Он почувствовал, что этим сказано все. Повернулся к кафедре, раскрыл школьный журнал, чтобы сделать в нем записи. Но не успел он коснуться пером страницы, как в классе послышался неясный шум. «Высший принцип» медленно поднял глаза. Двадцать семиклассников с горящими глазами стояли перед учителем, вытянувшись по-военному и подняв головы.
Сторож динамитного склада
К концу смены, когда уже было ясно, что надзиратели убрались восвояси, в самом дальнем углу двадцать пятой галереи сошлись сухопарый верзила Мартинек, Ярда Егне, которому разворотило челюсть и выбило зубы преждевременно взорвавшимся динамитным патроном, Карас из Лажце, Петр Гавранек из Доуби, Лишка, Карнет и Франтишек Милец.
— Товарищи, — начал созвавший их Карнет, — я хочу выложить вам все начистоту. Ведь убивают же у нас этих скотов сотнями, а в России — даже целыми миллионами. А мы торчали тут до сих пор… как кроты в норах. У нас все толкуют — мы безоружны. Нет, у нас в руках есть оружие. И позор падет на нашу голову, если мы не возьмемся за него.

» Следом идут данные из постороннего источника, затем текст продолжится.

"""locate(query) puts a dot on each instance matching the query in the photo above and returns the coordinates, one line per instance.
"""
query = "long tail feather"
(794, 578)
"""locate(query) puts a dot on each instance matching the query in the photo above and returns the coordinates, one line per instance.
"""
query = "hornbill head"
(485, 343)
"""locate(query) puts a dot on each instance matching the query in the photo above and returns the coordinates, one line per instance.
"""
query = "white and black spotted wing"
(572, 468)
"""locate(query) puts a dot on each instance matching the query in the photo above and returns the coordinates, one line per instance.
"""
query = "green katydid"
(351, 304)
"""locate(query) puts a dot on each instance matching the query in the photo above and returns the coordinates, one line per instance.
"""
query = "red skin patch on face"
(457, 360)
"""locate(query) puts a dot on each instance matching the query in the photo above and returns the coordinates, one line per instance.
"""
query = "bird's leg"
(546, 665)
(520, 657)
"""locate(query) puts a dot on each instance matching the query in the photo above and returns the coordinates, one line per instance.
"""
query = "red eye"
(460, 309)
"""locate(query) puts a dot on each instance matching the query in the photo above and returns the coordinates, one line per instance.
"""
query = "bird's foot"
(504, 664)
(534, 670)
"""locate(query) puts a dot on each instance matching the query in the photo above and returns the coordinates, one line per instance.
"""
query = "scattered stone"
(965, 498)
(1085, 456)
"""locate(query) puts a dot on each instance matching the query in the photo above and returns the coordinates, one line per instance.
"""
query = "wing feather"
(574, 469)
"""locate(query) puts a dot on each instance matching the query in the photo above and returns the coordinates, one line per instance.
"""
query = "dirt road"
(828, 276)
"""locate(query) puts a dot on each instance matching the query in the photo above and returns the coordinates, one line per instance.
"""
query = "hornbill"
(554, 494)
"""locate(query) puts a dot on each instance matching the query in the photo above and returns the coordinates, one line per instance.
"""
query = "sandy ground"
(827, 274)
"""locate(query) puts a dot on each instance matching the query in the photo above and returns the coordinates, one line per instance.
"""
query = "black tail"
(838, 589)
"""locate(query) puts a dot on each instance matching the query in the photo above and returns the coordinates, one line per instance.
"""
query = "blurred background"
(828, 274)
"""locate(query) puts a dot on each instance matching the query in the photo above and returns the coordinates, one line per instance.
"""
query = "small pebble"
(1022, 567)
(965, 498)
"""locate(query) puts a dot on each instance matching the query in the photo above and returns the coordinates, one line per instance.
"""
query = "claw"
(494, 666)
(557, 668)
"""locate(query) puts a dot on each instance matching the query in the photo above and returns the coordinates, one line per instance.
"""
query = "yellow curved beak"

Незачем было говорить дальше. День за днем ходили люди после смены мимо железной дороги. Вечером и на рассвете считали они, сколько военных транспортов отправляется на восток.
— Нас шестеро — значит, две хорошие тройки. А в работе своей все знаем толк. Ну, Милеца с собой не потащим, он на другое пригодится. Как пойдем в ту смену, дадим тебе на выпивку, закатишься в пивнушку, чтобы быть чистым. Сколько ты можешь дать нам этого добра. Франтику?
Франтишек Милец, сторож динамитного склада шахты, обтер лоб, лоснившийся от холодного пота. Он весь вдруг вспотел. И даже на спине, в желудке, во всех внутренностях ощутил прилив острого физического страха. Во рту пересохло так, что язык прилип к гортани.